The tree obtained by GROW usually overfits the data. So we need to prune it. It is here that α makes its appearance. We want a tree that is not too large, and yet fits the data well. So we try to obtain a subtree T that minimimises
fα (T) = R(T) + α #Leaves(T) ,
where R(T) is the total number of misclassifications produced by T. It is instructive to find this minimiser (which depends on α) by listing all the subtrees in our toy example. Of course, this approach is prohibitively time consuming for a practical problem. The following slideshow does precisely this.
Slideshow
Click on next.
Thus we end up with the following linear functions in α:
fα ( T1 ) = 5 α
fα ( T2 ) = 11+ 4 α
fα ( T3 ) = 9 + 4 α
fα ( T4 ) = 20 + 3 α
fα ( T5 ) = 27 + 2 α
fα ( T6 ) = 35 + α
For any given α>0 we have to choose a Ti for which fα ( Ti ) is the minimum. The following plot will help here.

A close look at the plot shows that T1 is the optimal tree for α∈ ( 0 , α0 ] where α0 is shown using the thick dashed line. For a>α0 the best tree is T6, which is just the root node!
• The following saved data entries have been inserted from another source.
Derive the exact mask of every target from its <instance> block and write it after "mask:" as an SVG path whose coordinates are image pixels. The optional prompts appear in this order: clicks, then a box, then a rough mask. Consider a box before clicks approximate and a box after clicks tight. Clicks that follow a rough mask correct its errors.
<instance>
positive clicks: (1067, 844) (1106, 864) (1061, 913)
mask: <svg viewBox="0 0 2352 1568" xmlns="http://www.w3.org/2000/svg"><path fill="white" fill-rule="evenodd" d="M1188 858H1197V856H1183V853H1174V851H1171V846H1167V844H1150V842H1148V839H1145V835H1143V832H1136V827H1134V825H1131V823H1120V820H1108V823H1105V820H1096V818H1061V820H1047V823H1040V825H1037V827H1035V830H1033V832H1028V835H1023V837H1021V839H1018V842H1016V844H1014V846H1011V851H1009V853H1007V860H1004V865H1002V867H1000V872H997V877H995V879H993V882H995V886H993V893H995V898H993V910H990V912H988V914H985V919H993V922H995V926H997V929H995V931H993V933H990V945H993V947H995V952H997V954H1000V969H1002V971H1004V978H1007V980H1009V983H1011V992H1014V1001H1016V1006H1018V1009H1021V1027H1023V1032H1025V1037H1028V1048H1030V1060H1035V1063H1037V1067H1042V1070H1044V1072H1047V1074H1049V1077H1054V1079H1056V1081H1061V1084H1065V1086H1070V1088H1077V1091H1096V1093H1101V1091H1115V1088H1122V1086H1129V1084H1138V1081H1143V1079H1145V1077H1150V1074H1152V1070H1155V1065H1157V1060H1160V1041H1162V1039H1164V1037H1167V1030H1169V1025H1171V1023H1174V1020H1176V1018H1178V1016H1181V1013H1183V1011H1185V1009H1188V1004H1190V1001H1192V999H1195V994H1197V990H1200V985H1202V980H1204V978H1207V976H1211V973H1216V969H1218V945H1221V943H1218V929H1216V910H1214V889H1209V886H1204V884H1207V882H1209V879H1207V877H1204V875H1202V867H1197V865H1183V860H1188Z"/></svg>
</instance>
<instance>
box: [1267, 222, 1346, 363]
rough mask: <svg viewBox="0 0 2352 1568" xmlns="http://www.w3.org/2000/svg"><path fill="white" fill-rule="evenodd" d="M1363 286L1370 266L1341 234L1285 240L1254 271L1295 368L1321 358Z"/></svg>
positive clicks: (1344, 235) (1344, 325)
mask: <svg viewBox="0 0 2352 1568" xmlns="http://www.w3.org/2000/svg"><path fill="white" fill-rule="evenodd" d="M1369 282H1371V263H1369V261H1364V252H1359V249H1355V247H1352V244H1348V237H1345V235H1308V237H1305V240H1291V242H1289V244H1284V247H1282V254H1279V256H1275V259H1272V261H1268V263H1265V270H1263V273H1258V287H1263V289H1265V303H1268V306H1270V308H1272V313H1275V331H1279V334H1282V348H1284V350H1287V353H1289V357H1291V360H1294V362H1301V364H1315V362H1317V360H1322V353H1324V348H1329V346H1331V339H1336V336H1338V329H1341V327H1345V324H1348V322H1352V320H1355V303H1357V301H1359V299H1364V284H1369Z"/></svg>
Of course, most real life examples are not as drastic as this. In general we get a finite sequence of values for α:
0 < α0 < α1 < ... < αk ,
for some k ∈ IN, and a corresponding sequence of nested subtrees of the initial huge tree:
T0 contains T1 contains T2 contains ... contains Tk contains Tk+1,
where T0 is the full tree, and Tk+1 is just the root node. For example, a typical case with k=2 is shown below.

For any value of α ∈ [0, α0 ) the best tree is T0. For α ∈ [ α0, α1 ) the best tree is T1, and so on. The final tree Tk+1 is optimal when α ∈ [ αk , ∞ ) .

As the total number of subtrees of the full tree is huge, finding this optimal sequence cannot be done by brute force search. Breiman et al devised a clever algorithm for this. This is the famous C&RT algorithm presented in their book with the same name. We shall not go into the details of the algorithm here, but simply treat is a blackbox that takes a supervised data set and an α>0 as its input, and produces a classification tree as its output. Think of this as a function
C&RTα (data) = α-optimal classification tree.
The next question is: how to choose α ?

The answer is: Cross-validation.

Cross-validation

We have already seen that CV is a way to assess the performance of a supervised classification method. Given a supervised data set and a supervised classification method, it produces a number that measures how badly the method performs. Here it is important to distinguish between a supervised classification method and the classifier it produces. Each particular tree produced by C&RT is a classifier, while for each given α , C&RTα is a classification method. CV is a way to assess the performance of a classification method, not that of a classifier.

Choosing a good value of α may be considered as choosing a good classification method among the set
{ C&RTα : α > 0 }.
For this purpose we can take a grid of values for α and assess each using CV, and choose the one that produces the least CV error rate.